Not “Why?” but “What for?”

Our question today is not “Why?”, but “What for?”

That’s how Simon, the youngest member of the family featured in the movie The Impossible frames the question. The Impossible tells the true story of his family’s survival of the 2004 tsunami in Southeast Asia.

His mother, Maria, shared his wisdom during an interview with Katie Couric. As they discussed the harrowing events of the tsunami, Maria admitted that there were moments when she wanted to die. And yet, as she moved through the catastrophe, she was surprised at the spirit that rose up in her. She even assured Katie that, looking at the story from the outside, you might be tempted to say, “Oh, I would just give up.” But, she said, you’d be surprised at the strength that comes during that experience.

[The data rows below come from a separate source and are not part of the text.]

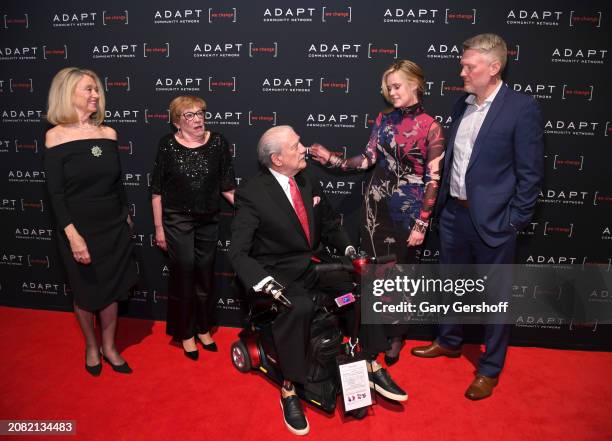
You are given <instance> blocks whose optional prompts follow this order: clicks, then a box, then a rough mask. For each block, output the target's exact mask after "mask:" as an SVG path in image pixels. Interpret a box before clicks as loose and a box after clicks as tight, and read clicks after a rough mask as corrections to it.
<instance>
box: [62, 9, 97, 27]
mask: <svg viewBox="0 0 612 441" xmlns="http://www.w3.org/2000/svg"><path fill="white" fill-rule="evenodd" d="M97 15H98V13H97V12H70V13H66V12H64V13H56V14H53V17H52V18H51V23H52V26H53V27H54V28H71V27H91V26H95V25H96V16H97Z"/></svg>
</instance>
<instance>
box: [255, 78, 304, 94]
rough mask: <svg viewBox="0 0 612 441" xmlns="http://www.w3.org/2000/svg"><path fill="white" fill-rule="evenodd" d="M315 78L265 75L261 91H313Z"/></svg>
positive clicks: (294, 92)
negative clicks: (266, 75)
mask: <svg viewBox="0 0 612 441" xmlns="http://www.w3.org/2000/svg"><path fill="white" fill-rule="evenodd" d="M314 81H315V80H314V78H287V77H265V78H264V79H263V81H262V82H261V91H262V92H267V93H304V92H305V93H307V92H310V91H312V88H313V85H314Z"/></svg>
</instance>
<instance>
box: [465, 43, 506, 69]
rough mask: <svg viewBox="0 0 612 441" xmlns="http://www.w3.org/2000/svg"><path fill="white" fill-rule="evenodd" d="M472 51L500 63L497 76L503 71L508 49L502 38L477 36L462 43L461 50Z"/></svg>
mask: <svg viewBox="0 0 612 441" xmlns="http://www.w3.org/2000/svg"><path fill="white" fill-rule="evenodd" d="M468 49H472V50H475V51H478V52H480V53H481V54H484V55H490V56H492V57H493V58H495V59H496V60H497V61H499V63H500V65H501V66H500V68H499V75H500V76H501V73H502V72H503V71H504V69H505V67H506V62H507V60H508V47H507V46H506V42H505V41H504V39H503V38H501V37H500V36H499V35H496V34H479V35H475V36H474V37H472V38H468V39H467V40H465V41H464V42H463V50H464V51H466V50H468Z"/></svg>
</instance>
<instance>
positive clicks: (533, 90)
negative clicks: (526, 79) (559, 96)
mask: <svg viewBox="0 0 612 441" xmlns="http://www.w3.org/2000/svg"><path fill="white" fill-rule="evenodd" d="M510 87H511V88H512V89H513V90H515V91H516V92H523V93H526V94H528V95H531V96H533V97H534V98H537V99H547V100H550V99H553V97H554V96H555V94H556V92H555V90H556V89H557V86H556V85H555V84H540V83H527V84H522V83H513V84H511V85H510Z"/></svg>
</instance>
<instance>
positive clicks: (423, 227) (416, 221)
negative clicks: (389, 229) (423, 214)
mask: <svg viewBox="0 0 612 441" xmlns="http://www.w3.org/2000/svg"><path fill="white" fill-rule="evenodd" d="M428 226H429V222H425V221H423V220H421V219H417V220H415V221H414V227H413V228H414V230H415V231H417V232H419V233H423V234H425V233H426V232H427V227H428Z"/></svg>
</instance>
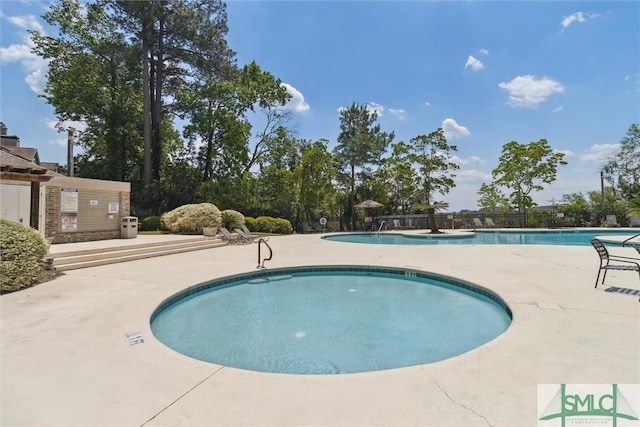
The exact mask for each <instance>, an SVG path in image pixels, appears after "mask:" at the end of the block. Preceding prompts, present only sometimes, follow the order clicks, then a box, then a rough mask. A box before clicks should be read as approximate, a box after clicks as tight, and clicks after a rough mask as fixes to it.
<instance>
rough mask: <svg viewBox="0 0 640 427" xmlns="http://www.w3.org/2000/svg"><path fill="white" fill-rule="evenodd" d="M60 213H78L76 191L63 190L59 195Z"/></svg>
mask: <svg viewBox="0 0 640 427" xmlns="http://www.w3.org/2000/svg"><path fill="white" fill-rule="evenodd" d="M60 212H62V213H78V189H77V188H63V189H62V192H61V193H60Z"/></svg>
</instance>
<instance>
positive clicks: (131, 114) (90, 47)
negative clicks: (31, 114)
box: [31, 0, 141, 181]
mask: <svg viewBox="0 0 640 427" xmlns="http://www.w3.org/2000/svg"><path fill="white" fill-rule="evenodd" d="M43 18H44V19H45V21H46V22H47V23H49V24H50V25H52V26H54V27H57V28H58V30H59V36H57V37H48V36H45V35H43V34H39V33H37V32H31V38H32V40H33V42H34V48H33V51H34V52H35V53H36V54H37V55H39V56H41V57H42V58H45V59H48V60H50V62H49V72H48V76H47V77H48V79H47V84H46V87H45V93H44V95H43V97H44V98H45V99H46V100H47V101H48V102H49V103H50V104H51V105H52V106H53V107H54V108H55V111H56V115H57V117H58V128H59V129H60V130H64V131H66V130H67V129H64V122H65V121H66V120H75V121H84V122H86V123H87V125H88V126H87V130H86V131H85V132H84V133H83V134H82V135H81V138H80V144H81V145H82V146H83V148H84V151H85V153H84V156H85V158H87V159H91V160H92V161H94V162H95V163H96V164H95V165H94V166H95V167H94V168H93V170H92V171H91V170H90V168H85V171H86V172H87V173H97V174H98V176H94V175H89V176H88V177H100V178H107V179H113V180H121V181H125V180H129V179H130V178H131V177H130V173H131V171H132V168H133V164H134V163H135V162H136V156H135V153H136V151H137V150H136V148H135V147H136V145H137V144H138V143H139V138H138V136H137V135H139V125H140V122H139V120H138V117H140V106H141V104H140V102H139V95H140V93H141V85H140V81H139V72H140V67H139V64H137V62H136V57H137V55H138V52H136V50H135V49H133V48H131V47H130V46H129V45H128V44H127V42H126V40H125V38H124V36H123V35H122V34H120V33H119V32H117V31H116V27H115V26H114V23H113V22H112V21H111V19H110V18H109V16H107V14H106V13H105V11H104V10H103V9H102V8H100V7H98V6H97V5H95V4H87V5H80V3H79V2H77V1H76V0H62V1H61V2H60V3H59V4H52V5H51V6H50V9H49V11H48V12H47V13H45V14H44V15H43ZM84 176H87V175H84Z"/></svg>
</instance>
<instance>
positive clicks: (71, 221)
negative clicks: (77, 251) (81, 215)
mask: <svg viewBox="0 0 640 427" xmlns="http://www.w3.org/2000/svg"><path fill="white" fill-rule="evenodd" d="M73 231H78V214H69V213H66V214H65V213H63V214H62V232H63V233H69V232H73Z"/></svg>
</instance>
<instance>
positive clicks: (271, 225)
mask: <svg viewBox="0 0 640 427" xmlns="http://www.w3.org/2000/svg"><path fill="white" fill-rule="evenodd" d="M247 227H248V226H247ZM255 227H256V230H255V231H257V232H262V233H275V234H291V233H293V227H292V226H291V223H290V222H289V220H287V219H284V218H272V217H270V216H259V217H258V218H256V223H255ZM249 230H251V229H250V228H249ZM252 231H253V230H252Z"/></svg>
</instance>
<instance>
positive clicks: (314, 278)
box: [151, 267, 511, 374]
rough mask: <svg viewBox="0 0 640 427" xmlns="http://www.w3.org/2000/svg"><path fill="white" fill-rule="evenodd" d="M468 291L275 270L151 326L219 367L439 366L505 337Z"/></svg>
mask: <svg viewBox="0 0 640 427" xmlns="http://www.w3.org/2000/svg"><path fill="white" fill-rule="evenodd" d="M308 270H309V269H308ZM460 286H465V287H460ZM471 289H473V287H472V286H471V285H468V284H463V285H456V284H455V281H453V280H449V279H447V281H442V280H438V279H437V278H434V277H433V276H429V275H428V274H426V273H420V272H408V271H405V270H395V269H371V268H366V267H362V268H350V269H341V268H335V267H333V268H332V269H330V270H329V269H324V268H322V267H313V268H310V271H299V270H293V271H291V270H285V271H280V270H273V271H268V272H266V273H264V274H261V275H256V274H253V275H251V276H248V277H246V278H239V279H236V280H234V281H232V282H230V283H224V284H222V285H215V283H213V282H212V284H211V285H206V286H203V287H202V290H199V291H195V292H191V294H190V295H186V296H178V297H174V298H173V299H172V300H171V301H170V302H169V303H167V304H163V306H161V307H160V308H159V309H158V310H157V311H156V313H154V316H153V317H152V322H151V328H152V330H153V333H154V334H155V336H156V337H157V338H158V339H159V340H160V341H161V342H163V343H164V344H166V345H167V346H169V347H171V348H173V349H174V350H176V351H178V352H180V353H182V354H185V355H188V356H190V357H193V358H196V359H200V360H204V361H207V362H211V363H216V364H220V365H224V366H231V367H236V368H241V369H249V370H254V371H262V372H276V373H289V374H338V373H356V372H365V371H377V370H384V369H391V368H399V367H406V366H413V365H420V364H424V363H429V362H435V361H438V360H443V359H447V358H450V357H453V356H456V355H459V354H461V353H464V352H467V351H469V350H471V349H473V348H475V347H477V346H480V345H482V344H485V343H487V342H488V341H491V340H492V339H494V338H495V337H496V336H498V335H500V334H501V333H503V332H504V331H505V330H506V329H507V328H508V327H509V324H510V323H511V314H510V311H509V309H508V308H507V307H506V305H505V304H504V302H502V300H500V298H499V297H497V296H495V295H493V294H491V293H489V292H488V291H485V290H477V291H473V290H471Z"/></svg>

She survived when literally hundreds of thousands of people did not. Katie asked her if she experienced any guilt about that survival. Maria said certainly the guilt was there, because you ask the question “Why?” Why me? Why did I survive when other people did not?

Simon, the youngest of her crew, suggested to his mom that they look at it a little differently.  Rather than saying “Why?”, to ask the question, “What for?” We’ve survived: what for? What a beautiful, heartfelt and open way to reframe that question.

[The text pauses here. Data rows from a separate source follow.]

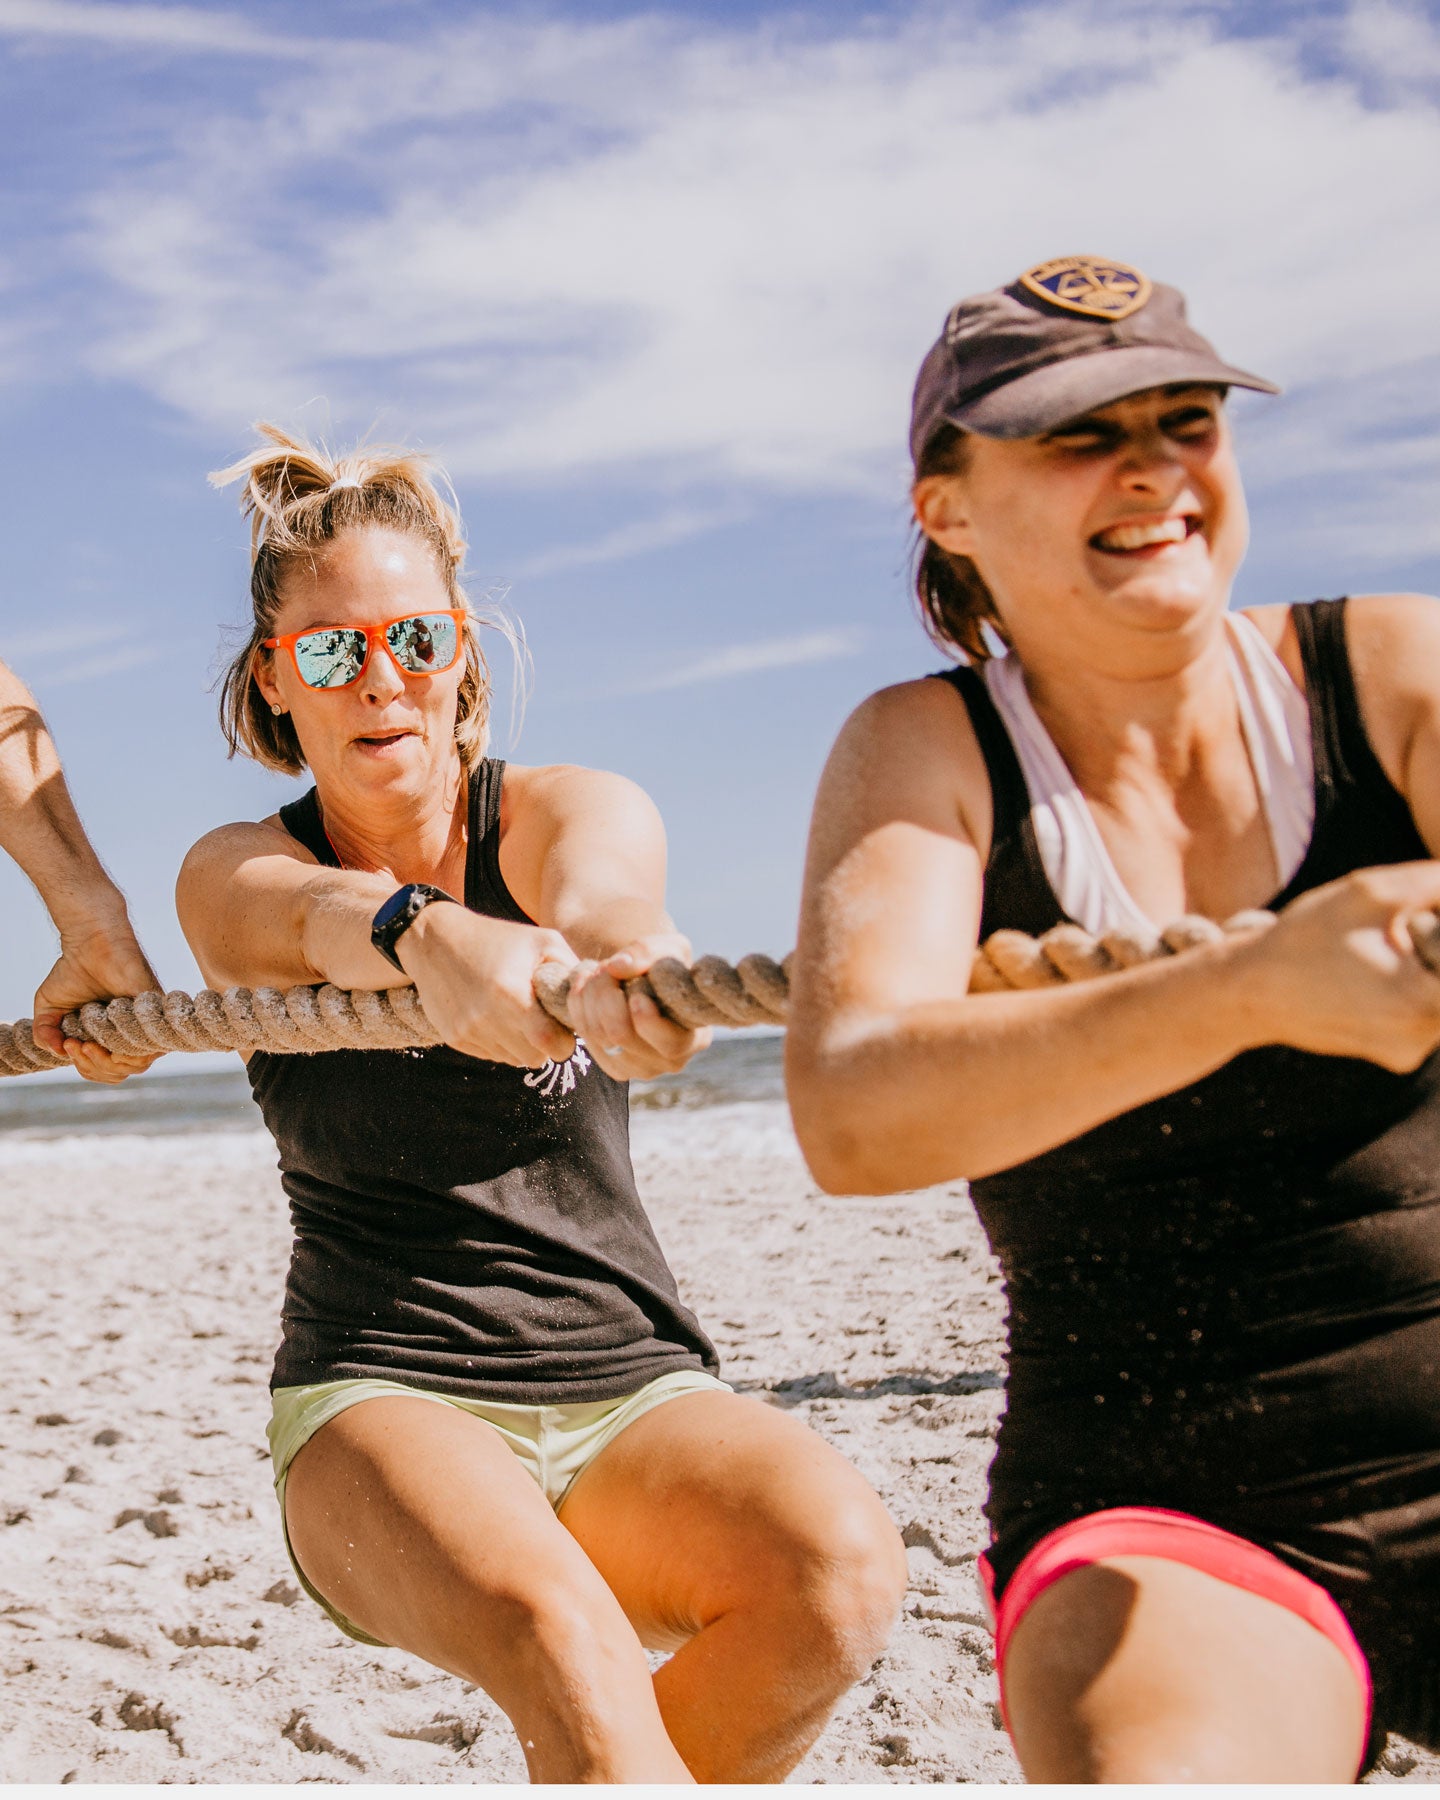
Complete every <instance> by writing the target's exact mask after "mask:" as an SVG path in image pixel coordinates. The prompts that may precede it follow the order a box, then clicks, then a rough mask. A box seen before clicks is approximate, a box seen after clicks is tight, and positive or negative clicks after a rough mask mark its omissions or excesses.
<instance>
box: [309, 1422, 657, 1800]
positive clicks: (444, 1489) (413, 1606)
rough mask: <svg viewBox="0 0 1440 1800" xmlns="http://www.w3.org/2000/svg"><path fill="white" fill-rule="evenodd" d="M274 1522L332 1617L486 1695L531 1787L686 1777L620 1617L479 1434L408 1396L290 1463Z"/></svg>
mask: <svg viewBox="0 0 1440 1800" xmlns="http://www.w3.org/2000/svg"><path fill="white" fill-rule="evenodd" d="M673 1404H679V1402H673ZM284 1510H286V1525H288V1530H290V1543H292V1546H293V1550H295V1555H297V1559H299V1562H301V1568H302V1570H304V1571H306V1577H308V1579H310V1580H311V1582H313V1586H315V1588H317V1589H319V1591H320V1593H322V1595H324V1597H326V1598H328V1600H329V1602H331V1606H335V1607H337V1609H338V1611H342V1613H344V1615H346V1616H347V1618H353V1620H355V1624H356V1625H360V1627H362V1629H364V1631H367V1633H369V1634H371V1636H374V1638H380V1640H382V1642H385V1643H396V1645H400V1647H401V1649H407V1651H412V1652H414V1654H416V1656H423V1658H425V1660H427V1661H430V1663H436V1665H437V1667H441V1669H448V1670H452V1672H454V1674H459V1676H464V1678H466V1679H468V1681H475V1683H477V1685H479V1687H482V1688H484V1690H486V1694H490V1696H491V1697H493V1699H495V1703H497V1705H499V1706H502V1708H504V1712H506V1714H508V1715H509V1719H511V1723H513V1724H515V1730H517V1732H518V1735H520V1742H522V1746H524V1751H526V1762H527V1766H529V1773H531V1780H536V1782H587V1780H589V1782H688V1780H689V1773H688V1769H686V1766H684V1762H682V1760H680V1757H679V1755H677V1751H675V1746H673V1744H671V1742H670V1739H668V1735H666V1730H664V1724H662V1721H661V1712H659V1706H657V1705H655V1690H653V1687H652V1681H650V1670H648V1667H646V1661H644V1652H643V1651H641V1645H639V1640H637V1638H635V1633H634V1629H632V1627H630V1624H628V1622H626V1618H625V1613H623V1611H621V1607H619V1604H617V1602H616V1598H614V1595H612V1593H610V1589H608V1588H607V1586H605V1582H603V1579H601V1577H599V1575H598V1573H596V1570H594V1566H592V1564H590V1561H589V1557H587V1555H585V1552H583V1550H581V1548H580V1546H578V1544H576V1541H574V1537H571V1534H569V1532H567V1530H565V1528H563V1526H562V1525H560V1523H558V1521H556V1517H554V1512H553V1510H551V1507H549V1503H547V1501H545V1498H544V1494H542V1492H540V1490H538V1487H536V1485H535V1481H533V1480H531V1478H529V1474H527V1472H526V1469H524V1467H522V1465H520V1463H518V1462H517V1458H515V1454H513V1453H511V1451H509V1447H508V1445H506V1444H504V1440H502V1438H500V1436H499V1435H497V1433H495V1431H491V1427H490V1426H486V1424H484V1422H482V1420H479V1418H473V1417H470V1415H468V1413H463V1411H459V1409H457V1408H448V1406H436V1404H434V1402H430V1400H409V1399H403V1397H392V1399H376V1400H365V1402H364V1404H362V1406H353V1408H349V1409H347V1411H344V1413H340V1415H338V1418H333V1420H331V1422H329V1424H328V1426H324V1427H322V1429H320V1431H317V1433H315V1436H313V1438H311V1440H310V1444H306V1447H304V1449H302V1451H301V1453H299V1456H297V1458H295V1462H293V1463H292V1465H290V1476H288V1480H286V1508H284Z"/></svg>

We would be wise to apply this wisdom to all the losses in our lives as well.  As we go through a loss, especially when a plan or how we thought things were going to go and then life throws us a curve, there’s this space that is created. There’s this emptiness that says, “Well, I thought I was going to be doing this, but instead, what do I do?” As we acknowledge that loss and the space that has been created, we certainly need to grieve the loss and allow ourselves the time to heal, and to “fold” that loss into our lives as Marlo Thomas once said.

But Simon and the incredibly inspirational story of The Impossible invite us to not stay stuck in the “why”: Why did I lose this? Why did this happen to me? Why didn’t things go differently? And instead we’re invited to reframe that loss around the question of “what for?” When we ask that question, some really marvelous opportunities and possibilities open up for us. And that’s new life, and that’s what can come for us after a loss.

So, what do you say? Let’s notice together the blessings in life. When we pay attention like this, marvelous things happen. Let’s live Everyday Inspired!